상품들의 가격은 주로 100,000원 아래로 분포한다. 인기 게시물의 제품들은 일반 게시물보다 더 저렴한 편이다. 이것은 제품이 특별한 할인이나 프로모션으로 인하여 저렴한 가격에 판매되어 인기 게시물로 선정된 것을 반영한다.

배송비

전체 특가 게시물 중 79%의 상품들은 무료 배송으로 무료 배송 제품의 비율이 유료 배송 제품보다 약 4배 더 많다. 인기 게시물에서는 무료 배송 제품이 0.7%p 정도 더 많이 등장하는데, 이 차이는 통계적으로는 의미가 있지만 실제 연관성은 약하다. 대부분의 특가 게시물이 무료 배송인 것을 고려하면, 배송비는 인기 게시물 선정에 크게 기여하지 않는 것으로 보인다.

# 게시물 유형별 가격 분포 시각화
plt.figure(figsize=(8, 4))
ax = sns.boxplot(x='post_type', y='product_price', data=data, palette=custom_palette, showfliers=False)

# 박스플롯의 중앙값을 숫자로 표시
medians = data.groupby(['post_type'])['product_price'].median().values
medians = [int(round(m, 2)) for m in medians]
median_labels = [str(np.round(s, 2)) for s in medians]

pos = range(len(medians))
for tick, label in zip(pos, ax.get_xticklabels()):
    ax.text(pos[tick], medians[tick] + 5000, f"{median_labels[tick]}원", 
            horizontalalignment='center', size='small', color="black", weight='semibold')
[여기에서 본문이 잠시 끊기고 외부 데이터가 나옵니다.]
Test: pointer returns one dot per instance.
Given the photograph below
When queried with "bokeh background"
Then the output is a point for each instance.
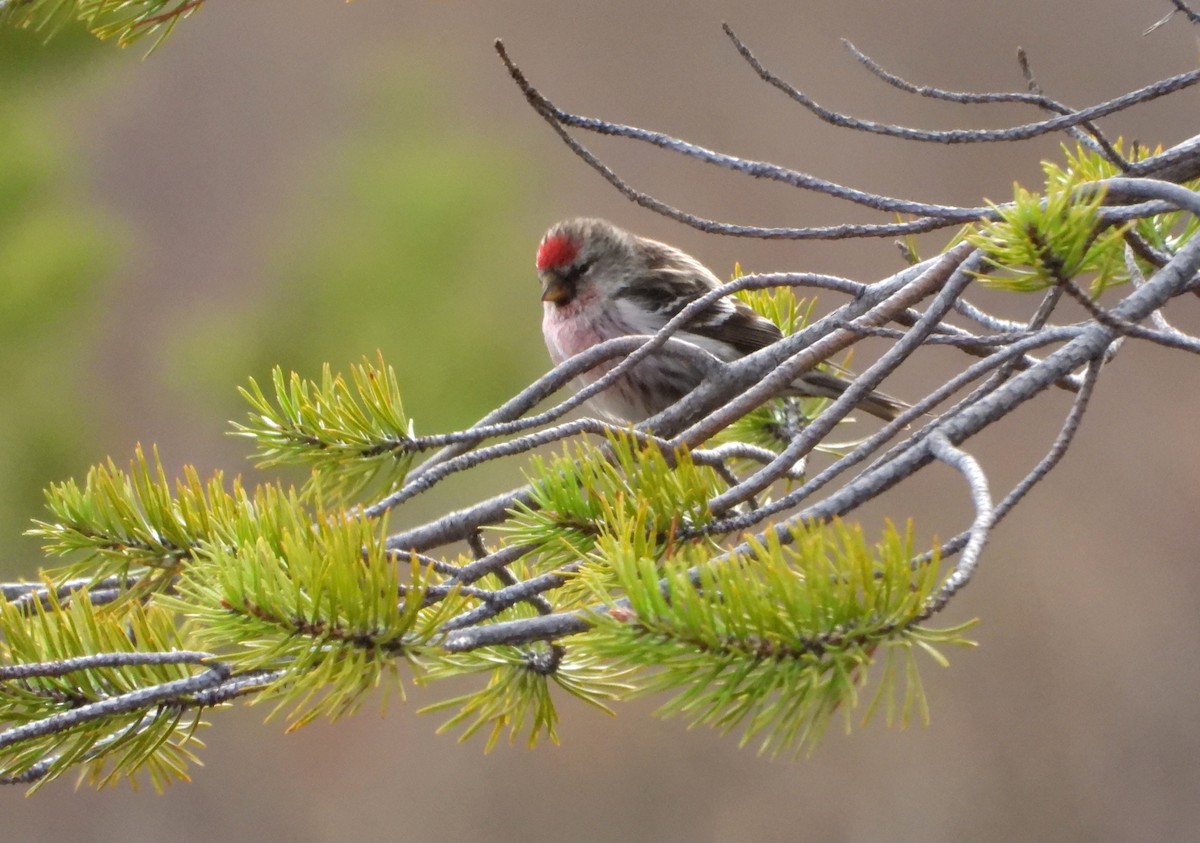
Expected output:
(307, 181)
plt.title('게시물 유형별 가격 분포', size=14, fontweight="bold")
sns.despine()
plt.xlabel("")
plt.ylabel('가격')
plt.xticks([0, 1], ['일반', '인기'])
plt.show()

# 실제로 일반 게시물과 인기 게시물이 조회수(view), 추천수(recommend), 댓글수(comment)의 평균 차이가 있는지 T-test 통계 검증을 진행한다.
# 단, 데이터 수가 약 12만개이므로 정규성, 독립성, 등분산성 확인은 생략한다.
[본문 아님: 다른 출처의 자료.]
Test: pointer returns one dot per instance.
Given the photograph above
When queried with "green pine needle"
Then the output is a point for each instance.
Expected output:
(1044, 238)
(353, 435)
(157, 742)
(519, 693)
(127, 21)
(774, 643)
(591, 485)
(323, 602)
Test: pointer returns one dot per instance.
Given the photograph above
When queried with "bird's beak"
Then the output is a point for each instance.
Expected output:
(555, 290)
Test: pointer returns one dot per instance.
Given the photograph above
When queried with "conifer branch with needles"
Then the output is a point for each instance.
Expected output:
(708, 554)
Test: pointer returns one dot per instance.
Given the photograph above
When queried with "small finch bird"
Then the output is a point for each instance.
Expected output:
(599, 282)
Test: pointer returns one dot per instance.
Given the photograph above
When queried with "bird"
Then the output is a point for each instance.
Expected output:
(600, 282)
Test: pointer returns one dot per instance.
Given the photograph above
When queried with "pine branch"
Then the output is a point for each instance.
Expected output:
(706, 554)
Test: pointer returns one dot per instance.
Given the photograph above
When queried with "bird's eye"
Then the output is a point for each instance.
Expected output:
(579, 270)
general_prices = data[data['post_type'] == 'general']['product_price'].dropna()
popular_hot_prices = data[data['post_type'] == 'popular/hot']['product_price'].dropna()
_, p_value = ttest_ind(general_prices, popular_hot_prices)

# 유의수준에 따라 결과 해석
alpha = 0.05  # 유의수준 (보통 0.05)
if p_value < alpha:
    print(f"p-value ({round(p_value, 1)})가 유의수준 {alpha}보다 작으므로 일반 / 인기 게시물간 가격의 평균 차이는 통계적으로 유의미합니다.")
else:
    print(f"p-value가 유의수준보다 크므로 일반 / 인기 게시물간 가격은 통계적으로 유의미하지 않습니다.")
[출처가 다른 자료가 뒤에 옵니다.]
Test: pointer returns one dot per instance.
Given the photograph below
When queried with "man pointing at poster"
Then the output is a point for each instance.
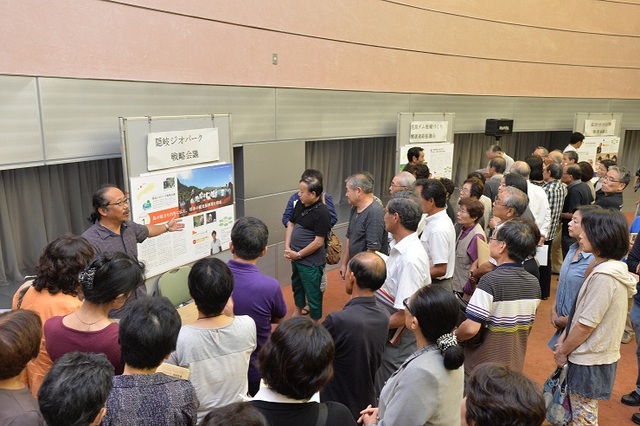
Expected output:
(113, 231)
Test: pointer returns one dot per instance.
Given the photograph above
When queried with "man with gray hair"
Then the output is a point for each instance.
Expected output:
(407, 271)
(359, 332)
(497, 167)
(511, 203)
(401, 182)
(495, 151)
(538, 201)
(541, 152)
(554, 156)
(578, 194)
(366, 221)
(503, 306)
(615, 181)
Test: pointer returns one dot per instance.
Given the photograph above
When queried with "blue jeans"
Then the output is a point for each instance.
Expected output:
(305, 283)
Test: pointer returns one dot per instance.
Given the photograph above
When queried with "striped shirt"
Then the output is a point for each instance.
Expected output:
(505, 301)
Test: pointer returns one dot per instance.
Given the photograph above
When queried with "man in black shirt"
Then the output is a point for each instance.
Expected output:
(304, 246)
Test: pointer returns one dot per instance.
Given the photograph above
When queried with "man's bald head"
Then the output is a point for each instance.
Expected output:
(369, 270)
(521, 168)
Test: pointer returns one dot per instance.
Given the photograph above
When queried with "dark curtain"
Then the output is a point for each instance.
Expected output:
(339, 159)
(629, 156)
(469, 150)
(39, 204)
p-value (0.0)가 유의수준 0.05보다 작으므로 일반 / 인기 게시물간 가격의 평균 차이는 통계적으로 유의미합니다.

# 무료 배송과 유료 배송 구분
data['free_shipping'] = data['shipping_cost'] == 0

# 게시물 유형별 무료 배송과 유료 배송의 비율 계산
shipping_distribution = data.groupby('post_type')['free_shipping'].value_counts(normalize=True).unstack().fillna(0)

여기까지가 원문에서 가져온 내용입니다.